Joshua Introne joined the Syracuse iSchool as an Assistant Professor in 2019. Prior to that he was an Assistant Professor of Media and Information at Michigan State University. Professor Introne received his PhD in Computer Science from Brandeis University in 2008. He completed his post-doctoral work at the MIT Center for Collective Intelligence, where he was the Chief Architect of the Climate Colab, a platform designed to crowd-source solutions to climate change. Dr. Introne is a sociotechnical researcher who focuses on improving the collective intelligence of digitally mediated populations in order to contribute to the social good. His work cuts across the fields of information studies, communications research, and HCI, and he has worked in the areas of online health communities, decision support, and social computation.
Ingrid Erickson is an Assistant Professor in the School of Information Studies, Syracuse University. Dr. Erickson’s research centers on the way that mobile devices, ubiquitous digital infrastructures, and artificial intelligence are influencing how we work and communicate with one another, navigate and inhabit spaces, and engage in new types of sociotechnical practices. She considers her work at the nexus of three disciplinary communities: organizational studies, information science & human-centered computing, and science and technology studies. Dr. Erickson received her Ph.D. from the Center for Work, Technology and Organization in the Department of Management Science and Engineering at Stanford University in 2009.
Bryan Semaan is an Assistant Professor in the School of Information Studies at Syracuse University, where he serves as a co-director of the Behavior-Information-Technology-Society (BITS) Lab. He is also a Research Associate with the Institute for Veteran and Military Families (IVMF) and a Research Associate with the Department of Veteran Affairs (VA). Before coming to Syracuse, Dr. Semaan was a post-doctorate in the Department of Information and Computer Sciences at the University of Hawaii at Manoa. He obtained his Ph.D. from the Donald Bren School of Information and Computer Science at the University of California, Irvine (UCI). He is interested in the general areas of computer supported cooperative work (CSCW), human-computer interaction (HCI), and social computing/social media.
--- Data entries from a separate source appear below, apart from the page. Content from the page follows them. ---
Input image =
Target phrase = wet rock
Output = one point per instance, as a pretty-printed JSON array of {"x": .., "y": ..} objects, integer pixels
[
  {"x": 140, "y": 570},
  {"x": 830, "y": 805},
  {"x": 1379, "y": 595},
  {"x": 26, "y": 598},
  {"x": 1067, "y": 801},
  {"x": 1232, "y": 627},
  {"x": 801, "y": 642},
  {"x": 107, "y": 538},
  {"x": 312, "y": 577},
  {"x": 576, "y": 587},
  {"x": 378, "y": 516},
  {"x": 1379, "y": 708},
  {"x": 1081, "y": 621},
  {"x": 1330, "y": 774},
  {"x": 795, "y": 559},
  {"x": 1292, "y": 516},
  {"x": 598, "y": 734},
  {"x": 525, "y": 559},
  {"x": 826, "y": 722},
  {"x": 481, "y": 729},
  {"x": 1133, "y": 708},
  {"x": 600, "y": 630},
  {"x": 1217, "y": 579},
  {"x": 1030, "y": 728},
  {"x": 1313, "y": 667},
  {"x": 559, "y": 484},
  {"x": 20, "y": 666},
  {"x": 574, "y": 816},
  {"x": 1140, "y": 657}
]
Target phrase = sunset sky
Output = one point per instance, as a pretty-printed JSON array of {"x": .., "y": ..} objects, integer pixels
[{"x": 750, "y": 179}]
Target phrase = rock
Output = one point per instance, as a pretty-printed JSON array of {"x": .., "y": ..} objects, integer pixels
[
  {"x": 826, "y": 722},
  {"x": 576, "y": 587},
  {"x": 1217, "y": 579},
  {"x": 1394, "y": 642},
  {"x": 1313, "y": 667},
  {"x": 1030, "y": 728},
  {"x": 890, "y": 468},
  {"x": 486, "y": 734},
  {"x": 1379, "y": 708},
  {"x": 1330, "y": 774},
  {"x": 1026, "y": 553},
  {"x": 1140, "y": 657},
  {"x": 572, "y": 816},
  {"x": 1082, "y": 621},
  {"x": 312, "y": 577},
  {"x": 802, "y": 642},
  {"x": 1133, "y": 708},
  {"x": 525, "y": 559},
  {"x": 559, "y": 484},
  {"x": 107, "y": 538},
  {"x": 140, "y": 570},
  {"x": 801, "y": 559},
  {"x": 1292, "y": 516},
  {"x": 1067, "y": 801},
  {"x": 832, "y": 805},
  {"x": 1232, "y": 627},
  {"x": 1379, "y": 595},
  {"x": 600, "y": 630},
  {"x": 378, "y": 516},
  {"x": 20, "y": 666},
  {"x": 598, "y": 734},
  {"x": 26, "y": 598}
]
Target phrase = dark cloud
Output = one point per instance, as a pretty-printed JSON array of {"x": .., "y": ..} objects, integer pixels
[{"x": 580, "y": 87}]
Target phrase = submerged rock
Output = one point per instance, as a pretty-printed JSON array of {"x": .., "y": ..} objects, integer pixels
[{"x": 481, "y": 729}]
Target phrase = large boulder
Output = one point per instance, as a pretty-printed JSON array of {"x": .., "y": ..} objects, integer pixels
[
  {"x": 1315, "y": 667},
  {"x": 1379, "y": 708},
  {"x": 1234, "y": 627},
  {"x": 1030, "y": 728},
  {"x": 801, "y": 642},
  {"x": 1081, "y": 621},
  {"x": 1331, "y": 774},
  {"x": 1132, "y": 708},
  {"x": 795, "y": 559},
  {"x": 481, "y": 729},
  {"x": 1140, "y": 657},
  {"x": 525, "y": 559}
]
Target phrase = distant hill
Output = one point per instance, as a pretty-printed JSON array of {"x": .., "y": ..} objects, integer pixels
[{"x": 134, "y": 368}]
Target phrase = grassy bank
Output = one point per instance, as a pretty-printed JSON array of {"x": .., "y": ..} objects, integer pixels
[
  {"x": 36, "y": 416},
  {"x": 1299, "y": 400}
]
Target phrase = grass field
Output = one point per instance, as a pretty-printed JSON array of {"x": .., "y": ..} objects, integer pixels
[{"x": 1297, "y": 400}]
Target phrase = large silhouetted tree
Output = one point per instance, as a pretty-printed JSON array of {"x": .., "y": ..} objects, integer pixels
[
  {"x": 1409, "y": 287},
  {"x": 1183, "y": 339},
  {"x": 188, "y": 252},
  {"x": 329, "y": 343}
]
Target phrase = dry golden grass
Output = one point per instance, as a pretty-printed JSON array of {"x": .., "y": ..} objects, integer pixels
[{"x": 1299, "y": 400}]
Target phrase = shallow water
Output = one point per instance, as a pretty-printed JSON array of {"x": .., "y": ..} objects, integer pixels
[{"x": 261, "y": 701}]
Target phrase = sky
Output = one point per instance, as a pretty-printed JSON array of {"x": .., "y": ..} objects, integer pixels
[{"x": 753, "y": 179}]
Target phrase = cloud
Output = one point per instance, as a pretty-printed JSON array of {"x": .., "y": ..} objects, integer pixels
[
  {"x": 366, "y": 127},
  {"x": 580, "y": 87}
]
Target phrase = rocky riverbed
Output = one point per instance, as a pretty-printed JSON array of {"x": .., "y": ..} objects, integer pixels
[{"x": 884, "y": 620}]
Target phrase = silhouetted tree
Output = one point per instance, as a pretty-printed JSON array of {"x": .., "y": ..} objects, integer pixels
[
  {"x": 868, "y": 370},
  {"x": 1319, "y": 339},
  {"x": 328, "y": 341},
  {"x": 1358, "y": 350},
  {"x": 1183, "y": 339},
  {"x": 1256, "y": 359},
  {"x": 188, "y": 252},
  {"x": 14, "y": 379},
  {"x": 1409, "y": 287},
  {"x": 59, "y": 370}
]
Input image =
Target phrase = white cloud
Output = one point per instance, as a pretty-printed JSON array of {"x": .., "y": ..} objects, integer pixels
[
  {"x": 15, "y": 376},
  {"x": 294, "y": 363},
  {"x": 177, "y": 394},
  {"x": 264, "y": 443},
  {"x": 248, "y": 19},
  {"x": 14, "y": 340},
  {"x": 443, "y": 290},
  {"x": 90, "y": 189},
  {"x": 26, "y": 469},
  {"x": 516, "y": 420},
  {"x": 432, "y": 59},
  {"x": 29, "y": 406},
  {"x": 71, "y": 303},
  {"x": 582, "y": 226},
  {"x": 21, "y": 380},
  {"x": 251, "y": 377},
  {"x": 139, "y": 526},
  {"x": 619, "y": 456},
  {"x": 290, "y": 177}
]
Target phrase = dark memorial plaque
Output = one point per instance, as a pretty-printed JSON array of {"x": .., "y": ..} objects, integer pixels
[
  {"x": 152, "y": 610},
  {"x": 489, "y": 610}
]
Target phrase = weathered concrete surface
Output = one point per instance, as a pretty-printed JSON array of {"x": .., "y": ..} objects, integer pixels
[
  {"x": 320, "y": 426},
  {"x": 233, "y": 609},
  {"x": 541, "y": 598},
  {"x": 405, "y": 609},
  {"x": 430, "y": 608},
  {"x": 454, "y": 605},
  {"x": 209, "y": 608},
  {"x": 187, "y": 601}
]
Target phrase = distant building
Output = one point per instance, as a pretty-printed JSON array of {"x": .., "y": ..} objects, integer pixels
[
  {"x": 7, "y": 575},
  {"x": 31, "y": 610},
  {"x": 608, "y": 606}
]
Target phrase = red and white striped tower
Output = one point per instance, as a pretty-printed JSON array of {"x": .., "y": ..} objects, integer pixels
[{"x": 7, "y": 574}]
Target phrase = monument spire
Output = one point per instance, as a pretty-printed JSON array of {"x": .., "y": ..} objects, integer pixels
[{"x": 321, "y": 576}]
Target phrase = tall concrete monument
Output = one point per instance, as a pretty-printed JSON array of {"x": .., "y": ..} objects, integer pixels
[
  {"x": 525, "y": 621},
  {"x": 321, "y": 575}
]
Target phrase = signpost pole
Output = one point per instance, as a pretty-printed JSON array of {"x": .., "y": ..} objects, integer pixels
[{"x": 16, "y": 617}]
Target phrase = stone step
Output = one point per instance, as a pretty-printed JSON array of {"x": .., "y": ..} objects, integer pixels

Sean Goggins is a professor of electrical engineering and computer science at the University of Missouri, where his research foci are open source software and human-centered data science. Dr. Goggins is a founding member of the Linux Foundation’s working group on community health analytics for open source software CHAOSS. His work is funded by the National Science Foundation, the Sloan Foundation, the Ford Foundation, Mozilla, the U.S. Department of Education, and the U.S. Navy’s Office of Naval Research. Dr. Goggins is also the creator of the Data Science and Analytics master’s program at the University of Missouri. HIs publications focus on understanding how social technologies influence organizational, small group and community dynamics, typically including analysis of electronic trace data from systems combined with the perspectives of people whose behavior is traced.
Upon learning of their article’s selection as the 2021 Best JASIST Paper Award winner, the team said, “This is an incredible honor and we are so very grateful for the recognition. This work spanned years of analysis and benefitted from the guidance and insights of the many colleagues and reviewers who offered feedback along the way. We believe it demonstrates the tremendous value of interdisciplinary research on sociotechnical phenomena, and we hope that it can inspire others to pursue similar inquiries in the future.”
The team will accept the award at the 2021meeting of the Association for Information Science & Technology (ASIS&T) which will be held in Salt Lake City, Utah, October 30 – November 2, 2021.